Keywords: neutrons, RBE, risk estimation

In studies of the Japanese atomic-bomb survivors, accounting for doses received from neutrons has long been a concern. Doses Dn due to neutrons were << doses Dg from gamma-rays: for dose to colon, Dn/Dg was < 0.015 at the most proximal survivor distances in Hiroshima (< 0.005 in Nagasaki), declining rapidly with distance. However, account must be taken of neutrons’ considerably larger relative biological effectiveness (R) vs. gamma rays in producing adverse health effects such as cancer and leukemia. The Radiation Effects Research Foundation (RERF) has generally used a constant R of 10 for all neutron doses. In contrast, considerations from radiation biology suggest that R depends on both Dn and Dg due to substantial curvature in the dose-response for gamma rays.
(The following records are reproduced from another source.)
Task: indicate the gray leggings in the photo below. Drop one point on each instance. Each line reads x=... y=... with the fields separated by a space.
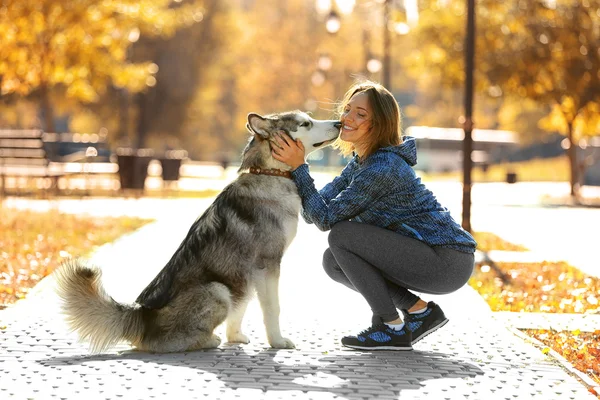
x=383 y=266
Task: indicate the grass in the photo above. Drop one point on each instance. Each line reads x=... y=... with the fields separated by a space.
x=553 y=287
x=33 y=244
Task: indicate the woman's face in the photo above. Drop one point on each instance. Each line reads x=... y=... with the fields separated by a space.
x=356 y=119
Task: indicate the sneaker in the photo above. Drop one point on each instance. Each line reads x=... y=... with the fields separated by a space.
x=380 y=337
x=424 y=323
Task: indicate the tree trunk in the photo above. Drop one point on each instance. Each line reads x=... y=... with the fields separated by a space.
x=142 y=123
x=572 y=153
x=47 y=109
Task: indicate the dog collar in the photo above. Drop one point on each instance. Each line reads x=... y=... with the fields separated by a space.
x=273 y=172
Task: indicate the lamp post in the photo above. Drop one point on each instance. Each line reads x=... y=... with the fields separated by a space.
x=386 y=78
x=468 y=118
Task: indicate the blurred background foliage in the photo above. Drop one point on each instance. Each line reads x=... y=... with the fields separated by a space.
x=185 y=73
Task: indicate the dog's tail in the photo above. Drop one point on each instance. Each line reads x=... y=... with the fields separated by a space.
x=91 y=312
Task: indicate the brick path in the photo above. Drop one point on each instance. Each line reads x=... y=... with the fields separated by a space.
x=474 y=357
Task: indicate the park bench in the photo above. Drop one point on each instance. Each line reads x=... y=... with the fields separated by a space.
x=24 y=159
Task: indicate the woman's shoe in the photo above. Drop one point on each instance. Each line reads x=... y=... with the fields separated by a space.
x=422 y=324
x=380 y=337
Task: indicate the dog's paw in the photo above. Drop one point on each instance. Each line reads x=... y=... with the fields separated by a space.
x=238 y=337
x=213 y=342
x=282 y=343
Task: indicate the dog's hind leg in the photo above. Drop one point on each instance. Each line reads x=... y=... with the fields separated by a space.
x=267 y=289
x=234 y=323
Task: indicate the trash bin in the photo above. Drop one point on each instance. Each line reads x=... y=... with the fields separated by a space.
x=511 y=177
x=170 y=163
x=133 y=167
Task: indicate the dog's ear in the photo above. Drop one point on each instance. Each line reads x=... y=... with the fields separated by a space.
x=258 y=125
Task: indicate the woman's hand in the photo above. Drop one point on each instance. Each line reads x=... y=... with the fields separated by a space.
x=288 y=151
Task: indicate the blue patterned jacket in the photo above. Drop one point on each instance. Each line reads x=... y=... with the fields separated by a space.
x=383 y=191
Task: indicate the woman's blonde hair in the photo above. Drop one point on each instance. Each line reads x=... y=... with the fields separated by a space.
x=385 y=118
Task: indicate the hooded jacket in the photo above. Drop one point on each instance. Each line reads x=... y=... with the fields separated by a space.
x=383 y=190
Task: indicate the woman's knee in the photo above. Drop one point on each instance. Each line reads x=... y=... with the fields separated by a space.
x=330 y=265
x=341 y=232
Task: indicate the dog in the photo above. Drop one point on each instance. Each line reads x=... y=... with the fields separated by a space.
x=231 y=251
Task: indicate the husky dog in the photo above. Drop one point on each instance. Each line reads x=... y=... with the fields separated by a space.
x=232 y=249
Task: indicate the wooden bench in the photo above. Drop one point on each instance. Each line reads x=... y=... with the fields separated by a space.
x=23 y=157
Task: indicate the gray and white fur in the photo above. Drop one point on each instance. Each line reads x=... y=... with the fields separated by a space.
x=233 y=249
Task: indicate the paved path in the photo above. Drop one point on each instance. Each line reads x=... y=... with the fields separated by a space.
x=473 y=357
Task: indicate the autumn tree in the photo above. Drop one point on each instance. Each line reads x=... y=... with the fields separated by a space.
x=80 y=46
x=542 y=51
x=551 y=56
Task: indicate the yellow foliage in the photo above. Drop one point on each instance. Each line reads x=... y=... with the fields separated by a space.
x=82 y=44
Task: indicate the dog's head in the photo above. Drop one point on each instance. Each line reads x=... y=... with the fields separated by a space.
x=314 y=134
x=298 y=125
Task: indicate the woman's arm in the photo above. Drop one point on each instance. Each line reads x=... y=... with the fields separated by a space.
x=367 y=186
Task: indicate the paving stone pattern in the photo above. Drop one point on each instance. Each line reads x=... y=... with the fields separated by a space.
x=472 y=357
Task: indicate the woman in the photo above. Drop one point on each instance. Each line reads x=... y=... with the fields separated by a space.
x=389 y=235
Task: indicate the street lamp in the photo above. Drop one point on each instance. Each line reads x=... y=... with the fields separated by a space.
x=467 y=120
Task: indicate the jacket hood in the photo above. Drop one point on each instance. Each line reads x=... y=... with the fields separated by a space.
x=407 y=150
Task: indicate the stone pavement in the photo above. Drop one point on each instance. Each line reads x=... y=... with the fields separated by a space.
x=473 y=357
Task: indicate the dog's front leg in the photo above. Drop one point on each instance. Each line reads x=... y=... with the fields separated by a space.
x=234 y=323
x=267 y=289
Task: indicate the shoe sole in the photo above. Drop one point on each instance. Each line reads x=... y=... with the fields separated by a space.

We show that a proper formulation of R(Dn,Dg), for a mixed field in which Dn << Dg, can be well-approximated by a simple decreasing function R(Dg) of Dg alone, with two parameters, one governing how variable is R(Dg) and the other being its value at some reference Dg such as 1 Gy. Furthermore, R(Dn,Dg) ~ R(Dg) for such a mixed exposure declines more rapidly with Dg than the R(Dn) that would apply for the neutron exposures in the absence of the gamma-rays. We show the quantitative relationships involved and provide examples of risk estimates from RERF’s Life Span Study cohort, under plausible assumed parameters for R(Dg), such as Rmax = 90 at Dg ~ 0 and R1 = 10 at Dg = 1 gray, or Rmax = 90 and R1 = 20, contrasting these to a constant R = 10. Because Dn decreases more rapidly with distance than Dg, the largest values R apply to vanishingly small Dn, and the effects of the different assumed R functions on Deq = RDn + Dg are not critical.